At a Temecula City Council meeting in August, a brief presentation on the coronavirus vaccine from Temecula Valley Hospital officials was interrupted by loud laughter, boos and jeers.

“People, please show some respect or we will take a recess,” Mayor Maryann Edwards said that night. “If I have to clear the room, I will.”

It was one example of recent disruptive behavior at a public meeting in the city.

On Tuesday, Oct. 12, the Temecula City Council voted 4-1 to approve an ordinance that prohibits conduct at all public meetings that “disrupts, disturbs or otherwise impedes” the session.

Dr. Andrew Ho, a cardiologist and chief of staff at Temecula Valley Hospital, gives a presentation on the coronavirus vaccine on Aug. 10, 2021. His presentation was interrupted by loud jeers and laughter from the audience. (Courtesy photo)

Council Member Jessica Alexander voted no, saying she wanted more clarification.

The new ordinance provides specific examples of “disruptive” behavior, such as speaking out of turn or after time has expired, interrupting a presentation or public comment, and addressing the audience rather than council members.

It also prohibits actions such as clapping, whistling, waving signs, wearing masks or costumes that could impede the meeting, as well as throwing objects, according to the ordinance.

If anyone causes a disruption at public meetings, the mayor, a majority of council members or a presiding officer can issue an order for a warning, a recess in the meeting or the barring from or removal of a person from the session by a law enforcement officer.

If a meeting is interrupted by a person or a group, the ordinance states, the council may also order the room to be cleared so the meeting can continue.

The ordinance also states that a person who still refuses to cooperate may be prosecuted under California’s Penal Code Section 403 for a misdemeanor. The person may also be fined.

The city’s action is an update to its municipal code and clarifies that conduct at public meetings be “consistent with the law,” Edwards said at a late September meeting, when she and Mayor Pro Tem Matt Rahn introduced the ordinance.
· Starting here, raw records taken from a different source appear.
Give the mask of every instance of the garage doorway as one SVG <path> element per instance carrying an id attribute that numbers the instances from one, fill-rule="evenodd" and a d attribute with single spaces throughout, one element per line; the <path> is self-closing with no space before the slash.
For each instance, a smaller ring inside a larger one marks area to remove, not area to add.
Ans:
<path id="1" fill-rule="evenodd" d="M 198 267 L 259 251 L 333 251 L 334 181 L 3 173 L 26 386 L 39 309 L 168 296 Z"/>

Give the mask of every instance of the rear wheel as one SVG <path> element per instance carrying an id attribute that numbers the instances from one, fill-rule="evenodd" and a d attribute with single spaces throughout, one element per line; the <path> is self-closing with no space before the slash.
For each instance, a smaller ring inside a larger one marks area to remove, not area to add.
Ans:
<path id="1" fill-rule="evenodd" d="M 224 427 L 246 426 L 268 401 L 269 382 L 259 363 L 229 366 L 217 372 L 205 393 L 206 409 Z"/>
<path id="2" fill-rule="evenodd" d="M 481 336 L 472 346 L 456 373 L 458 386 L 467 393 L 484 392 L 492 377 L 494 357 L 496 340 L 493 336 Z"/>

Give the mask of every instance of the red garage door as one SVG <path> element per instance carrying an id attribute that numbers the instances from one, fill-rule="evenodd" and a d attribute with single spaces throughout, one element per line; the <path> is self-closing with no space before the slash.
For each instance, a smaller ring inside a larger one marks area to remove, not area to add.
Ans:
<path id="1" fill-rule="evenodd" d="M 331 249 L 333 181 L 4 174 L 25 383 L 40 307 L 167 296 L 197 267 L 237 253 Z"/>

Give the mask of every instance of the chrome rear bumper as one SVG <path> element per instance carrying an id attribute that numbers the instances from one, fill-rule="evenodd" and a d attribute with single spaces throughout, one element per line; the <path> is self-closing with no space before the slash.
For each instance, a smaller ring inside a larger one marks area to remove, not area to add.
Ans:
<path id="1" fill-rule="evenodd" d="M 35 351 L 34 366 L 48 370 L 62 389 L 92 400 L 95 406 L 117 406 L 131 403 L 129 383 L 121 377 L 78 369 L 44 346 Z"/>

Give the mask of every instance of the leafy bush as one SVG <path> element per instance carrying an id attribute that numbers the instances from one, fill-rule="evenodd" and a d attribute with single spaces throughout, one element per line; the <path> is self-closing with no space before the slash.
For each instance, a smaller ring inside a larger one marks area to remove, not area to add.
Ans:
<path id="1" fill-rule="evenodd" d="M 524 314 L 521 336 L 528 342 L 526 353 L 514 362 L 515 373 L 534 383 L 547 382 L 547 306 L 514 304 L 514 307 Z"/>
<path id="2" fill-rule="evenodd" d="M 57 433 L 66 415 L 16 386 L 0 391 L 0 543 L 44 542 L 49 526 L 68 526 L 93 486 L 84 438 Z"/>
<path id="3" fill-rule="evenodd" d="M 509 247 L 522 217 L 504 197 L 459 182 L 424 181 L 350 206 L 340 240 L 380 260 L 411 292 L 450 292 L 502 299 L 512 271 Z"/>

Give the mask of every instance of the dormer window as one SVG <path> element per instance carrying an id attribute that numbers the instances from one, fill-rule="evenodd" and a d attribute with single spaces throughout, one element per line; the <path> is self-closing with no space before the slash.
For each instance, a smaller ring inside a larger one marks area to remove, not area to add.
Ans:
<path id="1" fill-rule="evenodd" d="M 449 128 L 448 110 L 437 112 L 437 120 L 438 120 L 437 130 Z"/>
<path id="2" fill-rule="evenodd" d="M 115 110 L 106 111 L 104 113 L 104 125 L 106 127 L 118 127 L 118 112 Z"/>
Rahn also tried to stop the Aug. 10 jeering of Dr. Andrew Ho, a cardiologist and chief of staff at the Temecula hospital. As Ho discussed the vaccine’s effectiveness and urged residents to get the shot, some in the council chambers loudly voiced their disapproval of the remarks.
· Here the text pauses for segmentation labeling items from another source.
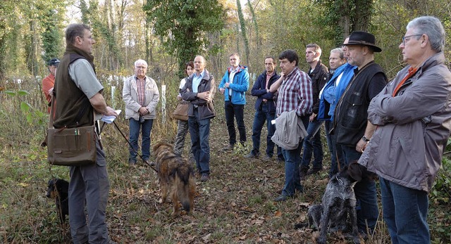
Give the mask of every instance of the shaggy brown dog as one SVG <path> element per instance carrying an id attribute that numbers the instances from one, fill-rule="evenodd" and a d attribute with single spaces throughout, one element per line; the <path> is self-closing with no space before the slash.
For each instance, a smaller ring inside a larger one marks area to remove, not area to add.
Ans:
<path id="1" fill-rule="evenodd" d="M 154 153 L 163 203 L 166 201 L 169 193 L 174 205 L 173 216 L 180 214 L 179 201 L 187 212 L 192 213 L 196 193 L 192 166 L 187 160 L 174 153 L 171 144 L 165 142 L 159 142 L 154 146 Z"/>

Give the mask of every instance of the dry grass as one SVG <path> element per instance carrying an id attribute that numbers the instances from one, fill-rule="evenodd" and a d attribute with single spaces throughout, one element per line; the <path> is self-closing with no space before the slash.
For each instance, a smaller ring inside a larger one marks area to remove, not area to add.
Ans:
<path id="1" fill-rule="evenodd" d="M 68 170 L 49 167 L 47 152 L 39 146 L 42 127 L 28 124 L 19 111 L 18 103 L 21 100 L 44 111 L 45 106 L 41 105 L 44 103 L 39 94 L 32 92 L 30 96 L 18 98 L 0 93 L 0 119 L 4 122 L 0 126 L 0 242 L 69 243 L 68 226 L 59 226 L 54 204 L 45 198 L 47 181 L 52 175 L 68 179 Z M 250 145 L 254 99 L 250 96 L 248 99 L 245 120 Z M 170 102 L 168 111 L 175 107 Z M 274 203 L 283 184 L 283 164 L 245 159 L 242 155 L 250 146 L 232 153 L 222 151 L 228 135 L 220 94 L 216 102 L 218 116 L 213 120 L 210 136 L 211 179 L 197 182 L 192 215 L 171 217 L 171 205 L 159 203 L 156 174 L 144 165 L 128 166 L 127 143 L 112 125 L 105 127 L 103 141 L 111 186 L 107 221 L 112 239 L 121 243 L 314 243 L 316 232 L 311 229 L 295 230 L 293 225 L 305 221 L 307 207 L 320 200 L 327 182 L 329 155 L 325 157 L 325 169 L 304 182 L 303 194 L 285 203 Z M 152 141 L 171 141 L 175 137 L 175 122 L 170 119 L 164 123 L 161 118 L 156 120 Z M 127 134 L 128 127 L 123 117 L 118 124 Z M 185 152 L 189 141 L 187 139 Z M 431 205 L 434 212 L 431 218 L 440 219 L 449 213 L 446 205 Z M 430 224 L 433 243 L 450 242 L 449 234 L 434 232 L 438 223 Z M 328 239 L 331 243 L 348 242 L 341 233 L 331 234 Z M 366 243 L 390 243 L 381 219 L 376 233 Z"/>

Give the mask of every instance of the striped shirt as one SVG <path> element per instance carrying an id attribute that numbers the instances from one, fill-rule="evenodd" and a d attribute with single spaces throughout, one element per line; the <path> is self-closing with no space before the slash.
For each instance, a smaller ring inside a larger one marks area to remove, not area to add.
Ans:
<path id="1" fill-rule="evenodd" d="M 146 77 L 140 79 L 137 77 L 135 77 L 136 79 L 136 89 L 138 95 L 138 103 L 140 105 L 144 106 L 146 101 Z"/>
<path id="2" fill-rule="evenodd" d="M 277 115 L 295 110 L 297 116 L 311 113 L 313 92 L 311 79 L 297 67 L 285 77 L 279 88 L 277 98 Z"/>

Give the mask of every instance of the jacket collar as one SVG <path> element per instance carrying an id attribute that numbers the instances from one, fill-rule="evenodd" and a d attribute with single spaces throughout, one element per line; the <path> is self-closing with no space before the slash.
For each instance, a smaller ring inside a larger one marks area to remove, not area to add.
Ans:
<path id="1" fill-rule="evenodd" d="M 245 70 L 246 68 L 247 68 L 247 67 L 246 66 L 243 66 L 242 65 L 238 65 L 238 71 L 237 71 L 237 73 L 239 72 L 241 72 L 242 70 Z M 230 72 L 232 72 L 233 70 L 233 67 L 230 66 L 229 68 L 227 68 L 227 71 L 230 73 Z"/>
<path id="2" fill-rule="evenodd" d="M 318 63 L 316 63 L 316 66 L 315 66 L 315 68 L 313 70 L 313 71 L 311 72 L 311 73 L 310 73 L 310 71 L 311 70 L 311 68 L 310 68 L 310 70 L 309 70 L 309 74 L 316 74 L 317 72 L 319 72 L 319 69 L 321 67 L 321 60 L 318 60 Z"/>

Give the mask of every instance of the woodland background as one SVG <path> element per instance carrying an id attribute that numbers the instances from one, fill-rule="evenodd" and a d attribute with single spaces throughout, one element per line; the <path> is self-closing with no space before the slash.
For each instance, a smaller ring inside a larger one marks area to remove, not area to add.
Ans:
<path id="1" fill-rule="evenodd" d="M 159 105 L 152 129 L 154 142 L 175 137 L 177 124 L 170 114 L 177 104 L 183 77 L 180 67 L 196 54 L 206 57 L 206 68 L 217 82 L 234 52 L 241 54 L 241 63 L 249 72 L 258 75 L 264 70 L 265 56 L 277 58 L 285 49 L 295 49 L 299 67 L 306 70 L 306 44 L 319 44 L 323 63 L 328 65 L 330 50 L 345 36 L 353 30 L 366 30 L 383 49 L 376 54 L 376 62 L 393 78 L 404 65 L 398 46 L 405 26 L 423 15 L 437 16 L 445 25 L 448 34 L 445 55 L 449 60 L 451 3 L 447 0 L 1 0 L 0 243 L 70 243 L 67 225 L 58 224 L 54 203 L 45 198 L 47 181 L 53 176 L 68 179 L 68 169 L 49 167 L 46 148 L 39 146 L 48 124 L 41 80 L 48 75 L 46 62 L 63 53 L 64 28 L 69 23 L 83 22 L 92 27 L 96 70 L 109 105 L 124 109 L 123 79 L 132 75 L 138 58 L 147 60 L 147 75 L 160 89 L 166 86 L 166 103 Z M 255 101 L 250 94 L 247 98 L 249 143 L 230 155 L 221 151 L 228 143 L 227 132 L 223 99 L 217 94 L 217 116 L 210 138 L 211 180 L 197 184 L 194 213 L 179 218 L 171 218 L 171 205 L 159 203 L 155 174 L 144 165 L 129 167 L 126 142 L 113 127 L 105 127 L 102 139 L 111 184 L 107 222 L 113 240 L 121 243 L 314 242 L 315 230 L 295 230 L 293 225 L 304 221 L 308 206 L 321 200 L 330 161 L 326 140 L 324 170 L 303 182 L 304 193 L 273 203 L 283 184 L 283 164 L 242 157 L 251 149 Z M 123 115 L 117 123 L 128 134 Z M 264 129 L 262 134 L 266 133 Z M 187 136 L 185 153 L 189 141 Z M 451 243 L 449 151 L 447 148 L 430 194 L 433 243 Z M 390 243 L 381 218 L 366 243 Z M 341 233 L 330 234 L 328 240 L 348 241 Z"/>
Rahn told the audience: “This is not how we act in the city of Temecula.”

At Tuesday’s meeting, Council Member James “Stew” Stewart said it was “important for everybody who is going to hear the ramifications of this ordinance.”

In an interview, First Amendment Coalition Executive Director David Snyder called the ordinance “specific, and yet so broad.”

He said there are already laws that prevent disruptive behavior in government meetings.

Public agencies have a right to maintain order to ensure that business can be done efficiently, but some actions allowed under the ordinance could be “potentially unlawful,” Snyder said.

“It could have a real chilling effect on people’s ability or willingness to express themselves, and suggests there’s a broad range of activities that might subject someone to punishment,” he said.

“It’s not uncommon for entities to have rules of decorum,” Snyder said. “But I haven’t seen something that’s this detailed. Depending on how this is enforced, it could run afoul of First Amendment protections. If they’re actually going to punish someone by way of kicking them out of a meeting, that could be a First Amendment violation.”